Construction of vacuum radiating space-times

Finding solutions to Einstein`s (vacuum) field equations with physically relevant properties is one of the most important tasks to improve our understanding of the implications of the general theory of relativity. A systematic method to do that is to provide suitable data on certain initial hypersurfaces from which the existence of such a solution can be inferred. In view of the current efforts to detect gravitational waves, it is of key importance to understand space-times describing isolated gravitational systems. The current understanding of such models is based on the hypothesis of a specific fall-off behavior of the gravitational field far away from sources. In spite of decades of efforts by many researchers, the verification of this hypothesis for physically relevant initial data is still lacking. One of the approaches to the issues at hand is provided by the so-called asymptotic initial value problems. Here the space-time is rescaled in such a way that infinity is represented by a set of finite points, which form hypersurfaces. Prescribing radiation data on such a hypersurface, which correspond to gravitational waves coming in from infinity, one is led to vacuum solutions of Einstein`s field equations where the gravitational field shows such a fall-off behavior, at least into the past. The main object of this project is to analyze under which conditions the emerging space-time exhibits the radiative behavior into the future as well. This would provide a powerful tool to construct physically relevant global solutions of the Einstein equations, and it would give new insights to what extent the required fall-off behavior of the gravitational field is compatible with Einstein`s field equations.
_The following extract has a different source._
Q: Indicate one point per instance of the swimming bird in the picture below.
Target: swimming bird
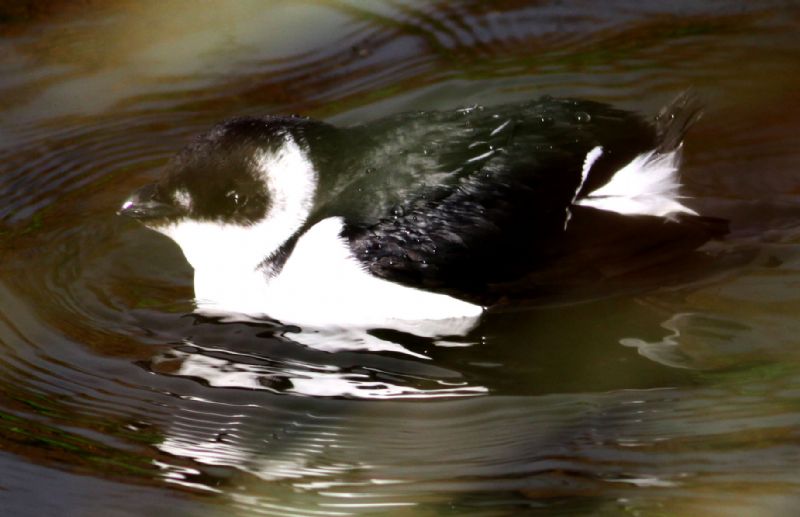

Einsteins (vacuum) field equations provide the heart of general relativity. Finding solutions to these equations with physically relevant properties is one of the most important aspects of research. With regard to the detection of gravitational waves, it is of key importance to understand asymptotically flat space-times which describe isolated gravitational systems. The notion of asymptotic flatness is based on the hypothesis of a specific fall-off behavior of the gravitational field far away from sources, although a verification of this hypothesis for physically relevant initial data is still lacking. An elegant approach to this issue at hand is to require that the spacetime can be rescaled in such a way that infinity is represented by a set of finite points, which form regular surfaces J - and J + , where gravitational waves enter and leave the spacetime, respectively. A powerful method to generate solutions to Einsteins field equations is in terms of initial value problems where suitable data are provided on a certain initial surface from which the existence of a solution can be inferred. Prescribing radiation data on J - , which correspond to gravitational waves coming in from infinity, one is led to vacuum solutions of Einsteins field equations where the gravitational field shows an asymptotically flat radiative fall-off behavior into the past. An important question is under which conditions the emerging space-time exhibits such a radiative behavior into the future, as well. The main focus of this project was to analyze an intermediate step towards this goal, which is to analyze the intermediate region spatial infinity I , which connects J - and J + , and where one wants the gravitational field to show an asymptotically flat behavior, as well. The main result of this project is that this behavior is deeply intertwined with the behavior of the radiation field when approaching I.